Lefor v. Jones, 338 Ill. App. 173 (1949)

June 29, 1949 · Illinois Appellate Court · Gen. No. 44,686
338 Ill. App. 173

Nick Lefor, Appellant, v. William C. Jones, Appellee.

Gen. No. 44,686.

*174Opinion filed June 29, 1949.

Released for publication July 18, 1949.

Joseph A. Ricker, of Chicago, for appellant.

Zlatnik, Gaines, Gordon & Grubman, of Chicago, for appellee; Michael F. Zlatnik and Robert G. Phelps, both of Chicago, of counsel.

Mr. Justice Lewe

delivered the opinion of the court.

This is an action in forcible detainer to recover possession of defendant’s apartment in the premises commonly known as 5406 Kenwood avenue, Chicago, Illinois, for the use and occupancy of plaintiff’s son. Judgment was entered in favor of plaintiff for possession and the writ of restitution was stayed for a period of five months. Shortly thereafter defendant filed a petition to vacate the judgment, which was allowed, and a new trial was granted. In the second trial the court found the issues in favor of the defendant and entered judgment accordingly. Plaintiff appeals.
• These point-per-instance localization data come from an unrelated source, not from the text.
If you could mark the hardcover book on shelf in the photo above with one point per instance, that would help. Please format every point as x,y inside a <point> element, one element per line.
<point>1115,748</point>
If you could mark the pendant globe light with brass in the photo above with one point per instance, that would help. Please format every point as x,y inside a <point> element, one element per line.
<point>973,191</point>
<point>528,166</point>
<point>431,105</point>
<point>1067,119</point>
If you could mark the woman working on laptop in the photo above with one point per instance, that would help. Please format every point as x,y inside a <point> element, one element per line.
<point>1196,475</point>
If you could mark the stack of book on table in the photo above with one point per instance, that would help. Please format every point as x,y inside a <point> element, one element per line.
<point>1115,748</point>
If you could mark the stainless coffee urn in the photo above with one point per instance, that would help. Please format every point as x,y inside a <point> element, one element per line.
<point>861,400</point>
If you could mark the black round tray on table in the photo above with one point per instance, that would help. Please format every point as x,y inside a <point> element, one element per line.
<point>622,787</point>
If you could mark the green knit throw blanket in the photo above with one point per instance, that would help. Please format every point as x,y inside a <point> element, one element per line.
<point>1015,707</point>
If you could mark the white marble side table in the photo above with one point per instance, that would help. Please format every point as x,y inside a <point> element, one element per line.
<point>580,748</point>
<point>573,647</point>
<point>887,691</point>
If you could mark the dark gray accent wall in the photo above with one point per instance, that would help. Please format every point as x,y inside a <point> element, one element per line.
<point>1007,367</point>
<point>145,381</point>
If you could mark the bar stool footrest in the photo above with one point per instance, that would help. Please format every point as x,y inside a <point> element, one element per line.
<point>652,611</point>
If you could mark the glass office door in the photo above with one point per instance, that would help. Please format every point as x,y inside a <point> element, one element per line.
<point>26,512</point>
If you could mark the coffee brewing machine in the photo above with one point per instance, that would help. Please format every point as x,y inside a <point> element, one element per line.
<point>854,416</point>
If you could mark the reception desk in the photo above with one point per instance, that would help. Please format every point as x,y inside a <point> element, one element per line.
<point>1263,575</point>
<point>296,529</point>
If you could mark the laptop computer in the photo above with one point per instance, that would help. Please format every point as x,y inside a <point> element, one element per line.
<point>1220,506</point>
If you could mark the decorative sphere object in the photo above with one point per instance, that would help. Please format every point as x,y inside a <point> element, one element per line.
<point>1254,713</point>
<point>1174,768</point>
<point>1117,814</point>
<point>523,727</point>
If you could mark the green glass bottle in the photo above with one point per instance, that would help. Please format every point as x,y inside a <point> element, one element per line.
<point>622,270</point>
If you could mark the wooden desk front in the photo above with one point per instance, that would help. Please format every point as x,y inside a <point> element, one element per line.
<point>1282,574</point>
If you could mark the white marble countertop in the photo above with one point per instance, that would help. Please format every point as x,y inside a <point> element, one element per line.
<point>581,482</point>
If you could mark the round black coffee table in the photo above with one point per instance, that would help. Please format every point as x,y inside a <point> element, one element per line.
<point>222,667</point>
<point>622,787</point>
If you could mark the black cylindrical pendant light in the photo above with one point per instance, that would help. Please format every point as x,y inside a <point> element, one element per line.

The apartment in controversy contains four rooms and is occupied by defendant, his wife, and twenty-eight-year-old invalid daughter, under a month to month tenancy. Plaintiff’s son and his family consisting of his wife and two minor children occupy a three-room apartment a block away from the premises here involved.

Plaintiff testified that he is ill and under the care of a physician; that he wants to put his son in possession of defendant’s apartment because he needs the assistance of his son in the operation of the building, and for the further reason that defendant’s apartment is larger than the one presently occupied by his son.

Defendant’s petition to vacate the former judgment alleges in substance that a full hearing was not had *175in the former trial; that plaintiff made certain misrepresentations in the former hearing with respect to the number of rooms in the apartment occupied by plaintiff’s son, the condition of plaintiff’s health, and other matters which existed at the time the instant suit was filed.

Plaintiff’s principal contention is that the original judgment, finding the defendant guilty of unlawfully withholding possession of the premises from the plaintiff, was a consent judgment, and that the court erred in setting it aside. An examination of the record discloses that the judgment shows on its face that it was entered by agreement. It reads as follows:

“Now come the parties to this cause and thereupon by agreement between the parties hereto made in open court, the court enters the following finding, to-wit: . . . ."

A consent decree is not a judicial determination of the rights of the parties. It does not purport to represent the judgment of the court, but merely records the agreement of the parties. A decree entered by consent cannot be reviewed by appeal or writ of error. (Sims v. Powell, 390 Ill. 610; Bergman v. Rhodes, 334 Ill. 137; Smith v. Kimball, 128 Ill. 583; Armstrong v. Cooper, 11 Ill. 540; Dunlop v. Horton, 337 Ill. App. 106.)

For the reasons stated, the judgment appealed from is reversed and the cause remanded with directions to deny the petition to vacate the former judgment and for a new trial, thus permitting the original judgment for possession in favor of plaintiff to stand.

Reversed and remanded with directions.

Burtce, P. J., and Kiley, J., concur.